# Out of Africa EDC knife



## sharpeblades (Jan 15, 2013)

Here is a EDC knife(every day carry)  In ATS-34 stainless in a high polish and a high hollow grind.(6-1/2 in. overall with a 2-1/2 in cutting edge. Jeweled back of blade. African Gemsbok  handles with red liners to accent them.Black braided para cord lanyard.The sheath is 7/8 weight veggie tanned leather that is hot dipped and metal belt clip for easy on and off.Thank you for looking


----------



## bg7m (Jan 15, 2013)

Nide Raleigh.  I bet you get a good grip with that material.


----------



## marknga (Jan 15, 2013)

Really nice Raleigh!


----------



## oakbend (Jan 15, 2013)

Very nice Mr. Tabor I really like the handles.


----------



## jbrooker (Jan 15, 2013)

Looks nice Mr.

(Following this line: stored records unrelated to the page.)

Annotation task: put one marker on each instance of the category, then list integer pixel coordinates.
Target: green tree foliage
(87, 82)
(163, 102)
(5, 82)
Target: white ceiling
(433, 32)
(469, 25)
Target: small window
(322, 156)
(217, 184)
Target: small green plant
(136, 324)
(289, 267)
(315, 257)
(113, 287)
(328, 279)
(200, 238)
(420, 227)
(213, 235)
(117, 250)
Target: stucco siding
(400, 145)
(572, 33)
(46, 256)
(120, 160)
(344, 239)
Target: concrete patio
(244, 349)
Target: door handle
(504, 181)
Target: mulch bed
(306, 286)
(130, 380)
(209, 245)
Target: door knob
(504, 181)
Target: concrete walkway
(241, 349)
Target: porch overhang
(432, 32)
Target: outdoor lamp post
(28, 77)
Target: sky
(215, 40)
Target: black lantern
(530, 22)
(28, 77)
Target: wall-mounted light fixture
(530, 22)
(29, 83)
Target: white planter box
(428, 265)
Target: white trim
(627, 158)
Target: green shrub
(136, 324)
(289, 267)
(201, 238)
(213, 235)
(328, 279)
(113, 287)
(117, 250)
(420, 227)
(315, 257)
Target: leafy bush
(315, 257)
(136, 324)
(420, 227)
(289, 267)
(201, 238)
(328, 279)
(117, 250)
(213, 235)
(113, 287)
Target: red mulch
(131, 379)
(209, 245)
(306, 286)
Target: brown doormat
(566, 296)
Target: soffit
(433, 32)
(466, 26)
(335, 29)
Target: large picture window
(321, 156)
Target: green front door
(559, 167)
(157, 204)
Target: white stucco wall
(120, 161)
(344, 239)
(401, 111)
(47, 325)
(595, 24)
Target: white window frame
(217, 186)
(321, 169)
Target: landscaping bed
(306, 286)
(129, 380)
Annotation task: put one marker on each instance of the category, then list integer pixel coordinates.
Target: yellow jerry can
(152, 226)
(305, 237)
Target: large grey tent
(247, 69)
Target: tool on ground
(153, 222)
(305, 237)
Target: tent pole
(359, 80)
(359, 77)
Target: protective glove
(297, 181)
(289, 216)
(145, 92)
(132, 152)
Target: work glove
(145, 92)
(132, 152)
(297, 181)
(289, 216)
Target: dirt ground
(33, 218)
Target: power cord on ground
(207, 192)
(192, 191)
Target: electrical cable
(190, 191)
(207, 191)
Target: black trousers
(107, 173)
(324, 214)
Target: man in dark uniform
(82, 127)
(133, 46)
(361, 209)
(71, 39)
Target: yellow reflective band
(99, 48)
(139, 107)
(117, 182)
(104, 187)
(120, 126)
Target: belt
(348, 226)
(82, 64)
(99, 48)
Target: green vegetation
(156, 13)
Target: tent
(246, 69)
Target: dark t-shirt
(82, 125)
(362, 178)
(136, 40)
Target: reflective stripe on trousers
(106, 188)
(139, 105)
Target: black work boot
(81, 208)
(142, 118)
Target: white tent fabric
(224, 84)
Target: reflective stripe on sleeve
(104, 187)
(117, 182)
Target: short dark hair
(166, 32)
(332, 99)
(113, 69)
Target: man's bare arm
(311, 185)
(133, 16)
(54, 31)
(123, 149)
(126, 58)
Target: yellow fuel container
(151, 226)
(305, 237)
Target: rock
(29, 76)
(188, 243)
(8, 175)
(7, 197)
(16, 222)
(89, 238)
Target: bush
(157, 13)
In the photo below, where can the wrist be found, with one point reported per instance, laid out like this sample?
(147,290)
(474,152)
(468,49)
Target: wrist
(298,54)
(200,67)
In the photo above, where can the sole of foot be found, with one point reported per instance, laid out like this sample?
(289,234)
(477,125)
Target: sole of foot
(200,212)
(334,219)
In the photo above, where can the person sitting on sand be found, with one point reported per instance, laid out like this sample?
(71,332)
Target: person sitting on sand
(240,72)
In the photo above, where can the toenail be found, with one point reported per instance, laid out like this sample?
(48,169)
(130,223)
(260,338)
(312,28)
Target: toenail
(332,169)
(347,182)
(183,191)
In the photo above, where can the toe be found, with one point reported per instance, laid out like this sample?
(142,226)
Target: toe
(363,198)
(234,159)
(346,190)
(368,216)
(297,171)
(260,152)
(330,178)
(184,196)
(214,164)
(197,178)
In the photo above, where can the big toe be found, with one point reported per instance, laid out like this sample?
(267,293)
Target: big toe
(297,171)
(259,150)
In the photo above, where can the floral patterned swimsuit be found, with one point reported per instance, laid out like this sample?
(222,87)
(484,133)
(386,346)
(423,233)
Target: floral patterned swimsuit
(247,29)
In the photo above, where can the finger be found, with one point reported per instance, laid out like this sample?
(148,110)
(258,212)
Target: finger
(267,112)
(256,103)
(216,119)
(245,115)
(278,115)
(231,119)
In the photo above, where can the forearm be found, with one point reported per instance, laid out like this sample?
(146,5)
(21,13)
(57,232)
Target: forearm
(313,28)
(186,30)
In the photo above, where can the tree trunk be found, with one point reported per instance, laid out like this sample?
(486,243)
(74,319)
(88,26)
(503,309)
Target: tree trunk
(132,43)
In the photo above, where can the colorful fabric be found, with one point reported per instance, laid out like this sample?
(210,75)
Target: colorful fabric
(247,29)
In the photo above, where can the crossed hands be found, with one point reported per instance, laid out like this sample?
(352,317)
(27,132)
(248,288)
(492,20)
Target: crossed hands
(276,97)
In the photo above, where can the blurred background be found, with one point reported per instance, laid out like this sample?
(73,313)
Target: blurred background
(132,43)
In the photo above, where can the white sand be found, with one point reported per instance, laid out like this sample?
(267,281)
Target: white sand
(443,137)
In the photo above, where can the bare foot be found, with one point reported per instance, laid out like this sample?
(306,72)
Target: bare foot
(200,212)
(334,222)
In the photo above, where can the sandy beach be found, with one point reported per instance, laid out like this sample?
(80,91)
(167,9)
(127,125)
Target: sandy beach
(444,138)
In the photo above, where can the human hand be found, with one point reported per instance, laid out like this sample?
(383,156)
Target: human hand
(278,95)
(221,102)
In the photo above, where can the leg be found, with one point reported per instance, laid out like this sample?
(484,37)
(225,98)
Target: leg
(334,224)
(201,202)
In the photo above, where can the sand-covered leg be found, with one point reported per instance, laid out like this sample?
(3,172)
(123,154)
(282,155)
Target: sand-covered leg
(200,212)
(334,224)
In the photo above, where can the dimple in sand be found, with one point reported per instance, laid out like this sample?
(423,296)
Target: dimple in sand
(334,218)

Tabor.


----------



## John I. Shore (Jan 15, 2013)

Good job Raleigh, looks great.

John I.


----------



## fishbum2000 (Jan 15, 2013)

That is really nice


----------



## Razor Blade (Jan 15, 2013)

Looking good RT


----------



## flintlocker (Jan 15, 2013)

Great looking rig!


----------



## tedsknives (Jan 15, 2013)

Nice Raleigh


----------



## Horns (Jan 15, 2013)

Nice.


----------



## wvdawg (Jan 15, 2013)

Mighty fine little outfit RT!


----------



## godogs57 (Jan 15, 2013)

Great job on both the sheath and the knife Raleigh! ten on a scale of ten.


----------



## whitetailfreak (Jan 15, 2013)

very nice


----------



## boneboy96 (Jan 15, 2013)

Great combo of Gemsbok and leather Raleigh!


----------



## fishnfool (Jan 15, 2013)

That is a piece of art right there!


----------



## sharpeblades (Jan 16, 2013)

Thank you ;Buddy-Mark-Oakbend-John-Fishbum-Scott-Flintlocker-Dennis


----------



## mrs. hornet22 (Jan 16, 2013)

Beautiful!


----------



## blademan (Jan 16, 2013)

very nice work Raleigh!


----------



## gobbler getter (Jan 16, 2013)

me likey


----------



## sengdigger (Jan 18, 2013)

Outsatnding, really nice knife as all your knives are.


----------



## savreds (Jan 18, 2013)

That has got to be in the top couple of ones that I've seen you post. Beautiful!!!


----------



## Inthegarge (Jan 18, 2013)

Man, your killing me !!!! Everytime I see one of these knives I start having withdrawals....Maybe soon I can afford for you to make me one.....Exceptionally nice work everytime........


----------



## rjcruiser (Jan 18, 2013)

Pretty...pretty...pretty.

The silver pins and polished blade just pop with that dark wood in the handle.  

Very nice.


----------



## sharpeblades (Jan 20, 2013)

Thank you -Hank-Whitetailfreak-Bob-Fishinfool-Mandy-Blademan-Gobblergetter-Sengdigger-Savreds-Inthegrage-Rjcruiser


----------



## TNGIRL (Jan 21, 2013)

That gemsbok sure made a very cool handle. I like the red liner too! A fine knife for sure!!!!


----------



## sharpeblades (Jan 22, 2013)

Tomi ;Thank you mam


----------



## woodyjim (Jan 23, 2013)

sweet knife man. dont usually like the shiny steel,but you made a believer. even crocodile dundee says thats a knife!


----------



## SapeloJoeBro (Jan 23, 2013)

Very nice as always.  Really like the handle.  You amaze me.


----------